De même qu’une incivilité effraie moins qu’un meurtre, bipolaire, c’est quand même un peu plus classe que maniaco-dépressif ! Fini de stigmatiser les fous, bienvenue dans le monde de ceux qui sont simplement différents. Et la différence enrichit, on nous le matraque assez. La preuve : les études montrent que les artistes sont plus souvent bipolaires que les autres. Et inversement. Succès garanti : personne ne voulait passer pour un malade mental mais chacun veut bien lancer son incroyable originalité à la face du monde. Offensés par l’affreuse normalité de l’Occident, ses meilleurs esprits ont un jour la révélation : ils sont bipolaires. Bien pratique pour excuser tout et n’importe quoi quand on n’a pas la chance d’être noir ou homosexuel ! Même les assassins djihadistes nous sont présentés comme des déséquilibrés mentaux : rien à voir avec l’Islam, c’est l’Occident qui rend fou, ils ne sont pas responsables, ce sont des bipolaires ! Bon, les journalistes sentent bien que qualifier les terroristes de bipolaires pourrait brouiller le message. Ils leur réservent donc le qualificatif de « déséquilibrés ». Mais l’esprit reste le même. Comme les sous-entendus.

« Je est un autre » mais tout le monde n’est pas Rimbaud

Quand on sait que l’Organisation mondiale de la santé évalue à 1 % la prévalence des maladies mentales dans la population mondiale, on peut s’étonner du nombre de gens qui se revendiquent bipolaires sur les réseaux asociaux*. A croire que le 1 % est concentré aux Etats-Unis et en Europe, comme le capitalisme et le racisme systémique ! Il est intéressant de noter que Freud renvoyait les symptômes aujourd’hui associés à la bipolarité vers le narcissisme.
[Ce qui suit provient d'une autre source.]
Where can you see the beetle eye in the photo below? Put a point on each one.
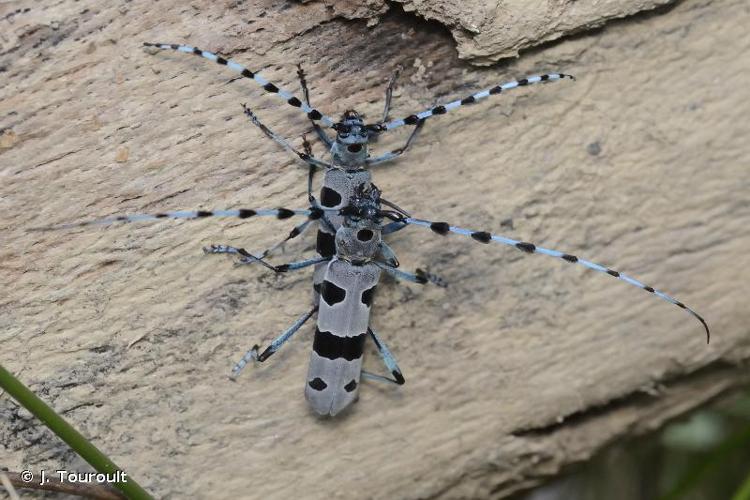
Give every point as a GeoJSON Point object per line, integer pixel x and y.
{"type": "Point", "coordinates": [364, 235]}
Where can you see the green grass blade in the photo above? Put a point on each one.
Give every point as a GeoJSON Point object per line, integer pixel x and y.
{"type": "Point", "coordinates": [67, 433]}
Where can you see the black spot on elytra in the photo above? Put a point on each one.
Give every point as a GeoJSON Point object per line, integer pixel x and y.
{"type": "Point", "coordinates": [482, 236]}
{"type": "Point", "coordinates": [329, 198]}
{"type": "Point", "coordinates": [440, 227]}
{"type": "Point", "coordinates": [266, 354]}
{"type": "Point", "coordinates": [317, 383]}
{"type": "Point", "coordinates": [526, 247]}
{"type": "Point", "coordinates": [332, 293]}
{"type": "Point", "coordinates": [328, 345]}
{"type": "Point", "coordinates": [284, 213]}
{"type": "Point", "coordinates": [326, 244]}
{"type": "Point", "coordinates": [246, 213]}
{"type": "Point", "coordinates": [365, 235]}
{"type": "Point", "coordinates": [367, 296]}
{"type": "Point", "coordinates": [374, 339]}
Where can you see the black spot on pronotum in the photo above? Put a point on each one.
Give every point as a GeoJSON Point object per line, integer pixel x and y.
{"type": "Point", "coordinates": [482, 236]}
{"type": "Point", "coordinates": [440, 227]}
{"type": "Point", "coordinates": [367, 296]}
{"type": "Point", "coordinates": [332, 293]}
{"type": "Point", "coordinates": [326, 244]}
{"type": "Point", "coordinates": [328, 345]}
{"type": "Point", "coordinates": [284, 213]}
{"type": "Point", "coordinates": [329, 198]}
{"type": "Point", "coordinates": [365, 235]}
{"type": "Point", "coordinates": [526, 247]}
{"type": "Point", "coordinates": [317, 383]}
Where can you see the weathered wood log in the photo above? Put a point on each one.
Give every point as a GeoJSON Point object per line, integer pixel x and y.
{"type": "Point", "coordinates": [522, 366]}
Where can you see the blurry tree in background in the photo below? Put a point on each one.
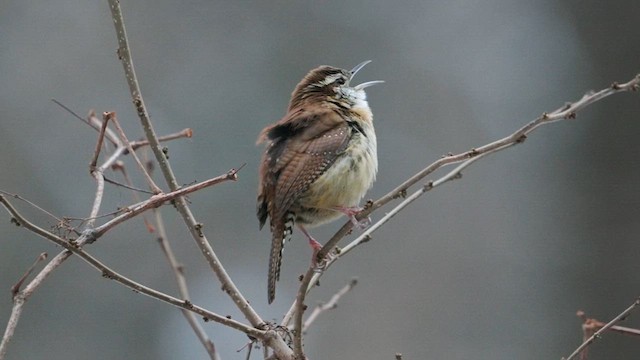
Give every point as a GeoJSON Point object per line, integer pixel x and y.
{"type": "Point", "coordinates": [492, 266]}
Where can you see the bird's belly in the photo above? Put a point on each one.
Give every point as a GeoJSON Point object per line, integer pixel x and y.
{"type": "Point", "coordinates": [342, 185]}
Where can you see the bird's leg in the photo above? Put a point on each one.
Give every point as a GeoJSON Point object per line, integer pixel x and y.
{"type": "Point", "coordinates": [351, 213]}
{"type": "Point", "coordinates": [318, 266]}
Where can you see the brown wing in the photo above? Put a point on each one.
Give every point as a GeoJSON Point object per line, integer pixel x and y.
{"type": "Point", "coordinates": [301, 146]}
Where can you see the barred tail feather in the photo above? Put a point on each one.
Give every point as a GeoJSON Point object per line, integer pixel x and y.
{"type": "Point", "coordinates": [281, 231]}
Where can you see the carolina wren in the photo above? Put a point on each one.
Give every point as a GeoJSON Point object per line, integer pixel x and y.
{"type": "Point", "coordinates": [319, 161]}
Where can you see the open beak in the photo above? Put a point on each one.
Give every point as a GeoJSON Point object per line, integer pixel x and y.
{"type": "Point", "coordinates": [355, 70]}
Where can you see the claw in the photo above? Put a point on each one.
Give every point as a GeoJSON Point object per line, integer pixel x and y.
{"type": "Point", "coordinates": [351, 213]}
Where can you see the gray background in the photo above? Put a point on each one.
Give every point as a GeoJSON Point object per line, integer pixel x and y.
{"type": "Point", "coordinates": [493, 266]}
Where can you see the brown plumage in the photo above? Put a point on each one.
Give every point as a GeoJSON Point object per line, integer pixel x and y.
{"type": "Point", "coordinates": [319, 161]}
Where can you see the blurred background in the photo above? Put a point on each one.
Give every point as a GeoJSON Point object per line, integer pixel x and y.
{"type": "Point", "coordinates": [492, 266]}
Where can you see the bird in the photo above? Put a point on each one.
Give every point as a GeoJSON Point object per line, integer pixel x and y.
{"type": "Point", "coordinates": [319, 159]}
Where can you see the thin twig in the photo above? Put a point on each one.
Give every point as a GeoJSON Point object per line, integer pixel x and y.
{"type": "Point", "coordinates": [185, 133]}
{"type": "Point", "coordinates": [607, 326]}
{"type": "Point", "coordinates": [195, 228]}
{"type": "Point", "coordinates": [34, 205]}
{"type": "Point", "coordinates": [96, 152]}
{"type": "Point", "coordinates": [331, 304]}
{"type": "Point", "coordinates": [157, 200]}
{"type": "Point", "coordinates": [178, 271]}
{"type": "Point", "coordinates": [15, 289]}
{"type": "Point", "coordinates": [123, 138]}
{"type": "Point", "coordinates": [107, 272]}
{"type": "Point", "coordinates": [563, 113]}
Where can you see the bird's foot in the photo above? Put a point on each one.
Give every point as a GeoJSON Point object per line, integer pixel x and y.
{"type": "Point", "coordinates": [351, 213]}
Dont la manifestation la plus moderne serait la manie du selfie et son imposition au monde, via instagram & cie. Être « malade », c’est pas cool pour un ado : mais être « troublée » par la vie, c’est presque romantique. Surtout si ce trouble est la preuve de son génie artistique : après tout, un artiste, ce n’est plus un artisan ringard qui travaille d’arrache-pied, c’est juste quelqu’un de différent dont le moindre vent a vocation à éclairer l’humanité. Comme Kanye West le résume parfaitement avec sa « créativité dévorante » : « je déteste être bipolaire, c’est génial ». Et cool donc.
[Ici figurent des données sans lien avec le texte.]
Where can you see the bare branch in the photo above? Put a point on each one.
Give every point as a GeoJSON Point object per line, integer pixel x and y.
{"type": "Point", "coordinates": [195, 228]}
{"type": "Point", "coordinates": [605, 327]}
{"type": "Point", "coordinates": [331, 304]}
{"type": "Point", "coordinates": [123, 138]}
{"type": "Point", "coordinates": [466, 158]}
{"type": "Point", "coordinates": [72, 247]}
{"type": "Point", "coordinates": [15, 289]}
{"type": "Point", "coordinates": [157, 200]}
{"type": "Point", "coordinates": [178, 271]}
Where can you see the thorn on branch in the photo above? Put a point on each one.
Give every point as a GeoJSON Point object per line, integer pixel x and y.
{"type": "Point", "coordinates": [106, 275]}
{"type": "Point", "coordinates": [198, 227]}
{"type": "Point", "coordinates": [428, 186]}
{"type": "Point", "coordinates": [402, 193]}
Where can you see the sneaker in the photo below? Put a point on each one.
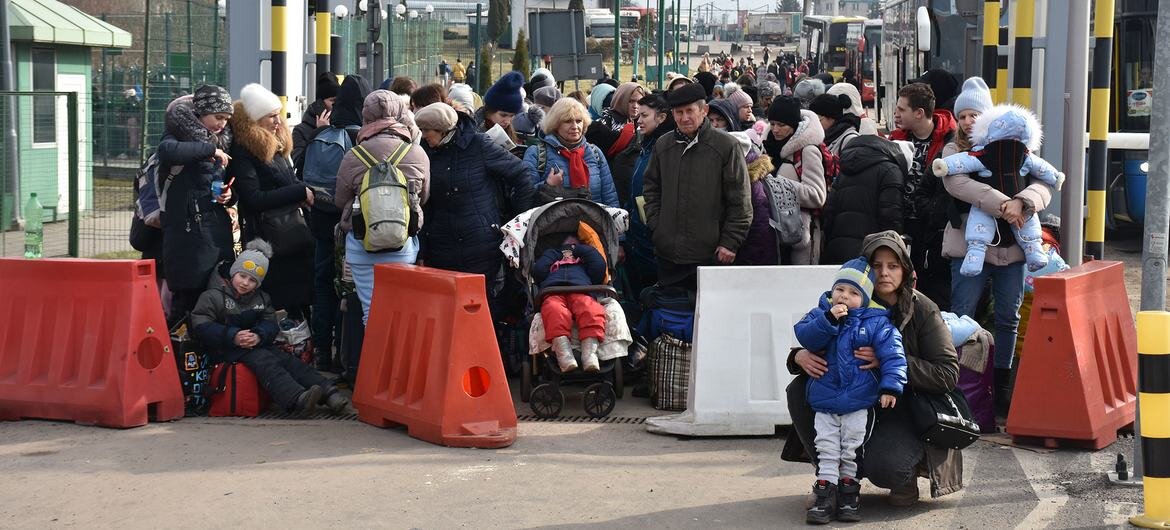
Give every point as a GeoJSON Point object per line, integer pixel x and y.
{"type": "Point", "coordinates": [904, 495]}
{"type": "Point", "coordinates": [307, 401]}
{"type": "Point", "coordinates": [848, 500]}
{"type": "Point", "coordinates": [825, 506]}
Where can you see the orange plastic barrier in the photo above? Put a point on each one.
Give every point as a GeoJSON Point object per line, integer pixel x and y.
{"type": "Point", "coordinates": [431, 362]}
{"type": "Point", "coordinates": [1078, 377]}
{"type": "Point", "coordinates": [85, 341]}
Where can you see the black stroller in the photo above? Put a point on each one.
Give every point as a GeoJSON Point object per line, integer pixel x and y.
{"type": "Point", "coordinates": [548, 227]}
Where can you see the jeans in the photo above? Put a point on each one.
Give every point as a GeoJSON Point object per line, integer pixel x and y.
{"type": "Point", "coordinates": [324, 297]}
{"type": "Point", "coordinates": [1007, 293]}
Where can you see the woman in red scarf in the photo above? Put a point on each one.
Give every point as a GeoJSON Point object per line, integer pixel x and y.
{"type": "Point", "coordinates": [564, 162]}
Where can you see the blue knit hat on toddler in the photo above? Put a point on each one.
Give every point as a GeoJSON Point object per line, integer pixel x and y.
{"type": "Point", "coordinates": [858, 273]}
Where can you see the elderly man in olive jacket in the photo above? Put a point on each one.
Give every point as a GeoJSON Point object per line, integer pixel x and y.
{"type": "Point", "coordinates": [697, 193]}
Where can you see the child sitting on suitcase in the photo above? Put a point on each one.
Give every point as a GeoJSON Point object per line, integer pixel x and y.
{"type": "Point", "coordinates": [845, 319]}
{"type": "Point", "coordinates": [575, 263]}
{"type": "Point", "coordinates": [235, 321]}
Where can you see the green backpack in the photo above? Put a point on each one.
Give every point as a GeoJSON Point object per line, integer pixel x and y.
{"type": "Point", "coordinates": [382, 211]}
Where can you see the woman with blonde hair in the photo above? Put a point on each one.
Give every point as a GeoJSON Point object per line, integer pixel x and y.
{"type": "Point", "coordinates": [564, 164]}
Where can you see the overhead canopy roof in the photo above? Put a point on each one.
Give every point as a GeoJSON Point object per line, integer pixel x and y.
{"type": "Point", "coordinates": [54, 22]}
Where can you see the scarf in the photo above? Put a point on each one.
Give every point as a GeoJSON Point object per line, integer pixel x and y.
{"type": "Point", "coordinates": [578, 172]}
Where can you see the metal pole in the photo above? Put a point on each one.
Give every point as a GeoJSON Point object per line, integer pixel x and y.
{"type": "Point", "coordinates": [1099, 128]}
{"type": "Point", "coordinates": [280, 50]}
{"type": "Point", "coordinates": [8, 82]}
{"type": "Point", "coordinates": [1076, 81]}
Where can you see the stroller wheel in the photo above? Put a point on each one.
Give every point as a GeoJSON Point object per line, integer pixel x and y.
{"type": "Point", "coordinates": [525, 380]}
{"type": "Point", "coordinates": [599, 399]}
{"type": "Point", "coordinates": [546, 401]}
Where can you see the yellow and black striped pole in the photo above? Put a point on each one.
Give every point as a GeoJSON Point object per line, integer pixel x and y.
{"type": "Point", "coordinates": [990, 42]}
{"type": "Point", "coordinates": [280, 50]}
{"type": "Point", "coordinates": [1099, 128]}
{"type": "Point", "coordinates": [1021, 77]}
{"type": "Point", "coordinates": [1154, 408]}
{"type": "Point", "coordinates": [323, 26]}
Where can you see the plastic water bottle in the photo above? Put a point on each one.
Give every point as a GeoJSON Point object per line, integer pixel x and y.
{"type": "Point", "coordinates": [34, 228]}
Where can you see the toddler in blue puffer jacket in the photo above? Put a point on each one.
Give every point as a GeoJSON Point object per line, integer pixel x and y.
{"type": "Point", "coordinates": [845, 319]}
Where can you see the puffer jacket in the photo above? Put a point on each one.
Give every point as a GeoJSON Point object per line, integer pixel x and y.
{"type": "Point", "coordinates": [589, 272]}
{"type": "Point", "coordinates": [221, 312]}
{"type": "Point", "coordinates": [600, 181]}
{"type": "Point", "coordinates": [866, 198]}
{"type": "Point", "coordinates": [986, 198]}
{"type": "Point", "coordinates": [415, 165]}
{"type": "Point", "coordinates": [197, 231]}
{"type": "Point", "coordinates": [697, 195]}
{"type": "Point", "coordinates": [811, 186]}
{"type": "Point", "coordinates": [475, 186]}
{"type": "Point", "coordinates": [845, 386]}
{"type": "Point", "coordinates": [265, 180]}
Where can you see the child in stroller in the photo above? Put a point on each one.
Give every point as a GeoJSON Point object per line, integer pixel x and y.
{"type": "Point", "coordinates": [578, 265]}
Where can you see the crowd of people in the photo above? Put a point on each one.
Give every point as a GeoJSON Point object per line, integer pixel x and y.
{"type": "Point", "coordinates": [743, 164]}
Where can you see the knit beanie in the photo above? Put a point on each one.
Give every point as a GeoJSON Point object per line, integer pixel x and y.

Penser « autrement », un bon début pour gauchir son image

Aujourd’hui, on naît artiste, on ne le devient plus. Rien ne sert de travailler si on n’est pas au minimum bipolaire. L’art est désormais réservé à ceux qui pensent autrement (ou appartiennent à n’importe quelle autre minorité « opprimée »). Comment s’étonner que la moitié des artistes français soient tous « fils de » sans que personne ne cherche à couper les têtes de cette nouvelle « artistocratie » ? Tout ceci est finalement très cohérent. C’est d’ailleurs le même Michel Foucault qui s’est fait connaître par ses travaux sur la folie avant d’essaimer aux Etats-Unis cette haine de la normalité qui a finalement accouché de la théorie du genre et autres luttes inter-sectionnelles. En attendant, le nombre de bipolaires explose en même temps que celui des bavures policières : mais y voir un « gauchisme systémique » au service du capitalisme sans frontière relèverait, bien sûr, de la plus moisie des folies.  

* Ceci n’est pas une faute de frappe.